ジェームズはNBA史上初めて通算23シーズン目に突入する選手となる予定だが、年齢の影響は見え始めている。坐骨神経痛のため今季の開幕から数週間は欠場するとみられている。一方、ビジネスの世界では衰えを見せていない。ナイキ、ドラフトキングス、アマゾンといったブランドとのスポンサー契約に加え、今夏にはファンタジースポーツサイト「Fantasy Life」に出資。6月には高級時計ブランド「リシャール・ミル」とのコラボによる40万ドル(約6100万円)超の限定モデルを発表し、メンズグルーミングブランド「The Shop」は3月にウォルマートに加えてCVSでも販売を開始した。

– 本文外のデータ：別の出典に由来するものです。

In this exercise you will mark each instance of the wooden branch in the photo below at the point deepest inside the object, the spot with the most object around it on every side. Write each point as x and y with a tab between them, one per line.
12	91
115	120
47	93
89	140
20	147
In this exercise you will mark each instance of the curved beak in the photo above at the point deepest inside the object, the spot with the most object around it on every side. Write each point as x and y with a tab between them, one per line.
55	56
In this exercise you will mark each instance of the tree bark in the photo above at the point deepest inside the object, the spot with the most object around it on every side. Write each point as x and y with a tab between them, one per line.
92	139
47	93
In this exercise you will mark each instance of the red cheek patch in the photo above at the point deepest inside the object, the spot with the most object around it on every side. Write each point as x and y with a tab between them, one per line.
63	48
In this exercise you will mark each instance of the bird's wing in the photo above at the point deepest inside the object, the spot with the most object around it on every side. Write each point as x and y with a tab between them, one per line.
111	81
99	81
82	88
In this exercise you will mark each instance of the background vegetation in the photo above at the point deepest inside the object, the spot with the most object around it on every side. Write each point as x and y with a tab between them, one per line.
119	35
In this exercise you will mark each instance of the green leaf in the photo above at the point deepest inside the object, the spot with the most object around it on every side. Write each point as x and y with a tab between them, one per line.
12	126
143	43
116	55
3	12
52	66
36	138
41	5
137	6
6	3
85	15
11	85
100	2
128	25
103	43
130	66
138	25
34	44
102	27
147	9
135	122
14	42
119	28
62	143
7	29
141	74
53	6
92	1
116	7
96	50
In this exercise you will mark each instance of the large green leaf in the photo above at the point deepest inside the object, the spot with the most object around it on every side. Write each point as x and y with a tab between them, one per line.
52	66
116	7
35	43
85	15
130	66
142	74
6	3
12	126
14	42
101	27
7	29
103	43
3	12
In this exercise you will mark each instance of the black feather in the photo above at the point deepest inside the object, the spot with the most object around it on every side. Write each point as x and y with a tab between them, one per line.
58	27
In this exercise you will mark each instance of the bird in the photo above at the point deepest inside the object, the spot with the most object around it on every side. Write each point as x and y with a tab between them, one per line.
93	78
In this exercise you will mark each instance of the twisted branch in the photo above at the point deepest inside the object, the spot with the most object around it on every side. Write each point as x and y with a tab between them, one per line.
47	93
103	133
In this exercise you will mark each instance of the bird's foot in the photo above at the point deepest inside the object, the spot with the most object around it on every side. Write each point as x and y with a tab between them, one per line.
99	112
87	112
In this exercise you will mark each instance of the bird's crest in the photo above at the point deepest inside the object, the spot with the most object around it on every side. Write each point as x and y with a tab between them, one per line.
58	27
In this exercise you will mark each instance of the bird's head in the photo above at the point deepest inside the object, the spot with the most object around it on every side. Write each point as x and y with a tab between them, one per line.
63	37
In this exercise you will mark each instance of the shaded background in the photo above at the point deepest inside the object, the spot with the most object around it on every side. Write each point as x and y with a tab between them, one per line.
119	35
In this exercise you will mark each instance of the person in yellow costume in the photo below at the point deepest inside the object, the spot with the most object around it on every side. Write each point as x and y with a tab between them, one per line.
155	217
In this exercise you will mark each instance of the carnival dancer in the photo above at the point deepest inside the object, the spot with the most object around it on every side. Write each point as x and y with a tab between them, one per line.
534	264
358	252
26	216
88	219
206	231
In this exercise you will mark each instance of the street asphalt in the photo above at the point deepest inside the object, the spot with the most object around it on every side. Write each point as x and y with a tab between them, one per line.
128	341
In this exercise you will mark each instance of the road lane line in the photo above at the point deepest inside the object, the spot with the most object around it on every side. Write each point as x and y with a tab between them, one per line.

フォーブスは2022年にジェームズを「ビリオネア」と認定したが、本人は最近その肩書きに異を唱え、「銀行口座には数千ドル(数十万円)しかない」とComplexのインタビューで冗談めかして語った。
第3位 ケビン・デュラント(37)
年収:1億430万ドル(約159億円)
チーム:ヒューストン・ロケッツ(フォワード)
コート内収入:5330万ドル(約81億円)
コート外収入:5100万ドル(約78億円)
ケビン・デュラントは、2021年にブルックリン・ネッツと4年総額1億9800万ドル(約301億円)の契約を結んで以来、2度のトレードを経験している。2023年2月にはフェニックス・サンズへ移籍し、今年7月にはヒューストン・ロケッツへ移った(昨季、古巣ゴールデンステート・ウォリアーズからの復帰要請を断ったことも本人が認めている)。
しかし今季、37歳の彼は新天地に腰を落ち着ける意思を示し、10月19日にヒューストンとの2年9000万ドル(約137億円)の延長契約を締結した。この契約額は、デュラントが本来得られる最大契約より約3000万ドル(約46億円)少ないが、そのすべてを失うとは限らない。2027~28シーズンのプレイヤーオプションが付いており、39歳のシーズンを迎える時点でトップレベルの状態を維持していれば、早期にフリーエージェントとなることもできる。
デュラントは、幅広いスポンサー契約や投資ポートフォリオからも利益を得ている。ファンデュエル、ディックス・スポーティンググッズ、カフェチェーンの「ジョー・アンド・ザ・ジュース」などとの提携に加え、自身のファミリーオフィス「35V(サーティファイブ・ベンチャーズ)」を通じて、炭酸飲料メーカーのスピンドリフトやフランスのサッカークラブ、パリ・サンジェルマンへの出資も行っている。
また最近、以前に得ていた資金の一部にも再びアクセスできるようになった。暗号資産取引所コインベースは9月、デュラントが数年前に誤ってロックしてしまった自身のアカウントを復旧したと発表した。